Abu A’la menegaskan bahwa seorang Muslim yang tercerahkan dengan nilai-nilai Qur’ani tidak akan tersesat di tengah berbagai paradigma hidup.
Ia merujuk pada Al-Qur’an, “Al-ḥaqqu mir rabbika fa laa takuunanna minal-mumtariin” (Kebenaran itu dari Tuhanmu, maka janganlah engkau termasuk orang-orang yang ragu). Islam, katanya, memiliki worldview yang jelas, bebas dari keraguan, yang mampu menjadi benteng kokoh di tengah arus globalisasi.

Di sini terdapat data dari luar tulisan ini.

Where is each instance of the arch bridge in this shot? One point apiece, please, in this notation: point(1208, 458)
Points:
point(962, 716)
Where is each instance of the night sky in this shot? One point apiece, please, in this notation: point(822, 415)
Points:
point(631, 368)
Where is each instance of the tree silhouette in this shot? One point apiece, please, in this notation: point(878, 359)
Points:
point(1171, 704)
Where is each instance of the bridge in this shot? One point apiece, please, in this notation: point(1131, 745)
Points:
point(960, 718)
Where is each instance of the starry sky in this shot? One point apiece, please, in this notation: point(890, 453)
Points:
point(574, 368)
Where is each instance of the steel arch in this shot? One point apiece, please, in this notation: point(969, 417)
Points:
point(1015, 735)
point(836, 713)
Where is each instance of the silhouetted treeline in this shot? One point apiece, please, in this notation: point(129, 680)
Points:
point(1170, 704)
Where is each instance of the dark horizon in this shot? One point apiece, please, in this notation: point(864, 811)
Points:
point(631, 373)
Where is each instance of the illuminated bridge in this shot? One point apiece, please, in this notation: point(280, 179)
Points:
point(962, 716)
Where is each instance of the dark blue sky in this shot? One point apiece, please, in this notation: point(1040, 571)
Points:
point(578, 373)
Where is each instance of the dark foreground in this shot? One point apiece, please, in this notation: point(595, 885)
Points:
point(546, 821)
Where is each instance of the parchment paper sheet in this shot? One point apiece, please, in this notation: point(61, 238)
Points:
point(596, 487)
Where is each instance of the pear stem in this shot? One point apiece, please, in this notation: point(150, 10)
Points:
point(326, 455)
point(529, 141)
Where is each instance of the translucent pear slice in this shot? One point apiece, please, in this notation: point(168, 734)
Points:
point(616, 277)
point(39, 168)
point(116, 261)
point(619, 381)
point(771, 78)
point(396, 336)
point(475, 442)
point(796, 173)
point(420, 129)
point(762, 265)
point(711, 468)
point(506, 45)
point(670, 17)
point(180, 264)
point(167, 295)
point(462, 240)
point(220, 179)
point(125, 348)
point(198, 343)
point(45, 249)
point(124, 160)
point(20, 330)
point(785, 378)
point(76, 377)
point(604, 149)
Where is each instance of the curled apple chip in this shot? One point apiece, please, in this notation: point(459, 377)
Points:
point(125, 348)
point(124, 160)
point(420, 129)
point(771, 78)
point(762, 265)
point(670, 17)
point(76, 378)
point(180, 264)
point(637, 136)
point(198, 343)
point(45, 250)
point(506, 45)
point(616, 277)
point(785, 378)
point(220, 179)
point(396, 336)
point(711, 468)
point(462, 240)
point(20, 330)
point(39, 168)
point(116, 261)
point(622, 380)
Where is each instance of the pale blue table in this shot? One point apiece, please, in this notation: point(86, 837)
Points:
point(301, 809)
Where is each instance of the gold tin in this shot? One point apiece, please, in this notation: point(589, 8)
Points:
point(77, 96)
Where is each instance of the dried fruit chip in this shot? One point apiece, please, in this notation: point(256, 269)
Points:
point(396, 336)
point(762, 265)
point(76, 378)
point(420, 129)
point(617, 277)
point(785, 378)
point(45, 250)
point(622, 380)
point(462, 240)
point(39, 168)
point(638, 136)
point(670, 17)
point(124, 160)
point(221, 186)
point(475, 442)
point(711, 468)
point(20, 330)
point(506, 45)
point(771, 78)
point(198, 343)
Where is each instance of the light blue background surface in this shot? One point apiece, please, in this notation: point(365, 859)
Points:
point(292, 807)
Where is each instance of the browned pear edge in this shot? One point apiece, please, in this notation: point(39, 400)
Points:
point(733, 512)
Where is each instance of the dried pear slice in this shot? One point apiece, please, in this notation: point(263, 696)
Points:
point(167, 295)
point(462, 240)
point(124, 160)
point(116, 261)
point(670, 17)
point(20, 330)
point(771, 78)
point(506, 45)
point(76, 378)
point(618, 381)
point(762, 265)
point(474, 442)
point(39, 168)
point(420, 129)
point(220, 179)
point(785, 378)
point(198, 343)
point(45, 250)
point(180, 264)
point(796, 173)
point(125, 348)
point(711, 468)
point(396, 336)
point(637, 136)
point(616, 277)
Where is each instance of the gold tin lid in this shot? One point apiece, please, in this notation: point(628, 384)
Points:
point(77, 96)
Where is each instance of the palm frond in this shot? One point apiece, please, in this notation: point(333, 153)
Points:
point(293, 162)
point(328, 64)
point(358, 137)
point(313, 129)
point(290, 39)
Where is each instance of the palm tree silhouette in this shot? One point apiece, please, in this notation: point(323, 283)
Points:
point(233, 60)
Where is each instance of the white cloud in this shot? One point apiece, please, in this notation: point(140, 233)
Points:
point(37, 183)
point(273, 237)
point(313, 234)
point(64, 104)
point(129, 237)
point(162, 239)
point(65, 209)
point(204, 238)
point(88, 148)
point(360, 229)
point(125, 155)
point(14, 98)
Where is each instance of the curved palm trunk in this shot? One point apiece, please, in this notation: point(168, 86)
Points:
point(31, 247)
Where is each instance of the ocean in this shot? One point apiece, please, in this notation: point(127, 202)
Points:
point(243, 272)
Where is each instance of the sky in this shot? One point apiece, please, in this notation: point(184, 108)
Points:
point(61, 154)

“Generasi muda adalah aset, kekayaan yang sangat penting dalam kehidupan. Kalau dalam ekonomi, mesin yang menjadi aset. Tapi dalam kehidupan yang berdimensi ukhrawi, generasi muda adalah aset yang mahal sehingga kita harus peduli pada mereka,” ungkapnya dengan penuh penekanan.
Ia membandingkan kepedulian masyarakat terhadap kerusakan alam dengan kurangnya perhatian terhadap kerusakan mentalitas manusia, yang kini bergulat dengan hedonisme dan tantangan menemukan kebenaran.
Menurutnya, meskipun umat Islam memiliki Al-Qur’an sebagai wahyu ilahi, masalah utama adalah kurangnya internalisasi nilai-nilai tersebut dalam pikiran.
“Kita punya wahyu Al-Qur’an, tapi masalahnya, itu tidak diinstal dalam pikiran kita. Akhirnya, kita tidak punya kekuatan untuk memproses dan mengolah informasi yang masuk ke pikiran. Dengan filter wahyu Qur’ani, yang buruk ditolak, yang baik dikumpulkan dan ditransformasikan sehingga kebaikan itu berlipat ganda,” jelasnya.
Untuk itu, Abu A’la menekankan pentingnya menanamkan paradigma Islam sejak dini, salah satunya melalui kegiatan seperti Daurah Marhalah Ula (DMU).
Ia menegaskan bahwa pendidikan berbasis Qur’ani bukan hanya sekadar transfer pengetahuan, tetapi juga pembentukan karakter dan cara pandang yang mampu menjawab tantangan zaman.
Dengan demikian, jelasnya menambahkan, generasi muda dapat menjadi agen transformasi yang tidak hanya kokoh dalam keimanan, tetapi juga mampu menyebarkan kebaikan secara luas.
Turut hadir dalam acara ini Ketua Murabbi Wilayah Kaltim Ust. Drs. Muhammad Nurdin AR, Ketua DPW Hidayatullah Kaltim Uswandi, S.HI, Ketua PW Pemuda Hidayatullah Kaltim Ust. Zulfahmi, Lc, Ketua PW Muslimat Hidayatullah Erniwati, SE, dan juga Ketua Yayasan Hidayatullah Bontang, Ust. Ahmad Firdaus Darwin dan jajaran, selaku tuan rumah.